Он рефлекторно вцепился в запястья, пытаясь сбросить хватку, но перчатки заскользили по коже, не давая нужной опоры. Сдавленный хрип вырвался из горла, и сознание подернулось легкой пеленой, сквозь которую четко проступали только черты перекошенного от ненависти лица. Не нужны были слова, чтобы почувствовать ее, когда ладони сильнее сдавили трахею.
"Я выполнял свой долг"
Мысль вернула чувство реальности: вместо того чтобы пытаться разжать хватку, он выбросил вверх бедра, стараясь скинуть с себя тяжелое тело. Застигнутый врасплох сопротивлением, юноша действительно ослабил давление и едва не упал. Теперь выбить руки с горла оказалось просто, а еще один толчок повалил противника набок. Не теряя ни секунды, он сам занял позицию сверху и зафиксировал вырывающиеся руки.

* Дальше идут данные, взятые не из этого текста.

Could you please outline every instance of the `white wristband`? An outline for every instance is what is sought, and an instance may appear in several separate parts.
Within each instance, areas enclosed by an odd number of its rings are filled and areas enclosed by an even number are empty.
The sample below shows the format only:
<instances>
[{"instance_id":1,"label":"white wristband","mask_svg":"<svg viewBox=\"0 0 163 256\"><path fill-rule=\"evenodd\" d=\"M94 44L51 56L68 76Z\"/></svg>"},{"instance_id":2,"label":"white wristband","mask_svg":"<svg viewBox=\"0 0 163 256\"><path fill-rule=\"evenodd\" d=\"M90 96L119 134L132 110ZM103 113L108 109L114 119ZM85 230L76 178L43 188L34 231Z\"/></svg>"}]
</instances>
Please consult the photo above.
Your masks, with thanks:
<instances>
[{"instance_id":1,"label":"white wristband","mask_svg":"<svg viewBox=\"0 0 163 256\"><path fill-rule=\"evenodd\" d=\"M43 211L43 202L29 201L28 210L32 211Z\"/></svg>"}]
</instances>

Юноша угрем завозился под ним, стремясь вновь завладеть инициативой, но быстро выбился из сил и теперь лишь злобно смотрел вверх, тяжело дыша.
Туман в голове уже почти рассеялся, горло все еще пульсировало, треуголка давно слетела, плащ только чудом уцелел, и все это из-за какого-то мальчишки, слишком остро переживающего потерю отца.